Bike sharing systems are a means of renting bicycles where the process of obtaining membership, rental, and bike return is automated via a network of kiosk locations throughout a city. Using these systems, people are able rent a bike from a one location and return it to a different place on an as-needed basis. Currently, there are over 500 bike-sharing programs around the world.
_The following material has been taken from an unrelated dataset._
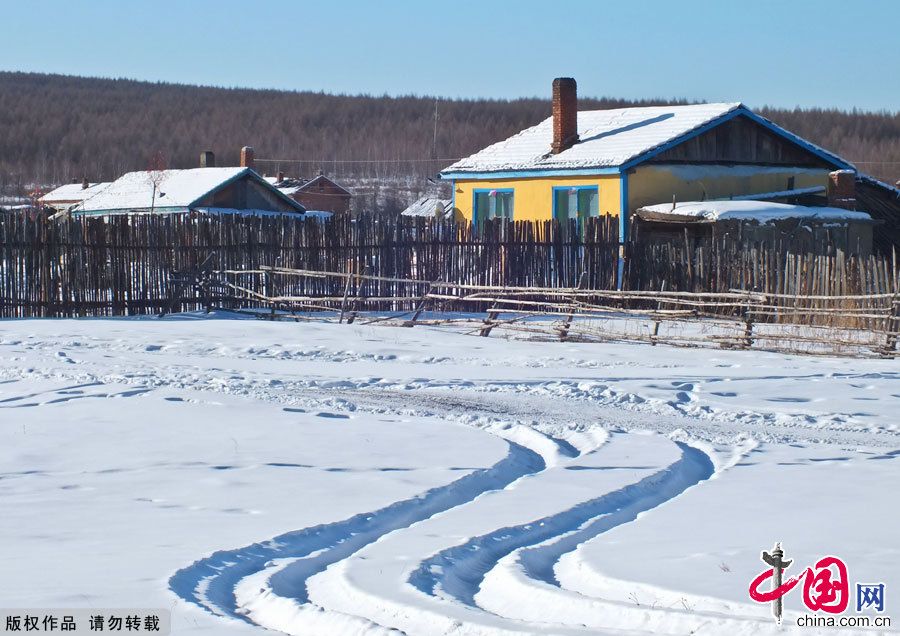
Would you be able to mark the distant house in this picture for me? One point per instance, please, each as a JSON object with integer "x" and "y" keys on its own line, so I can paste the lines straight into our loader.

The data generated by these systems makes them attractive for researchers because the duration of travel, departure location, arrival location, and time elapsed is explicitly recorded. Bike sharing systems therefore function as a sensor network, which can be used for studying mobility in a city. In this competition, participants are asked to combine historical usage patterns with weather data in order to forecast bike rental demand in the Capital Bikeshare program in Washington, D.C.

PROBLEM STATEMENT

In this project, you are asked to combine historical usage patterns with weather data in order to forecast hourly bike rental demand.

DATA

You are provided with following files:

  1. train.csv : Use this dataset to train the model. This file contains all the weather related features as well as the target variable “count”. Train dataset is comprised of first 18 months.

  2. test.csv : Use the trained model to predict the count of total rentals for each hour during the next 6 months.

Here is the description of all the variables :

datetime: hourly date + timestamp

season: Type of season (1 = spring, 2 = summer, 3 = fall, 4 = winter)

holiday: whether the day is considered a holiday

workingday: whether the day is neither a weekend nor holiday

weather: weather

temp: temperature in Celsius

atemp: "feels like" temperature in Celsius

humidity: relative humidity

windspeed: wind speed

casual: number of non-registered user rentals initiated

registered: number of registered user rentals initiated

count: number of total rentals

ACKNOWLEDGEMENT

I collected this dataset from the Kaggke website and I would like to thank them for posting this dataset for much needed practical exposure in Machine Learning. This dataset was provided by Hadi Fanaee Tork using data from Capital Bikeshare. I would also like to thank the UCI machine learning repository for hosting the dataset.

REFERENCES

  1. https://www.kaggle.com/c/bike-sharing-demand

  2. Fanaee-T, Hadi, and Gama, Joao, Event labeling combining ensemble detectors and background knowledge, Progress in Artificial Intelligence (2013): pp. 1-15, Springer Berlin Heidelberg.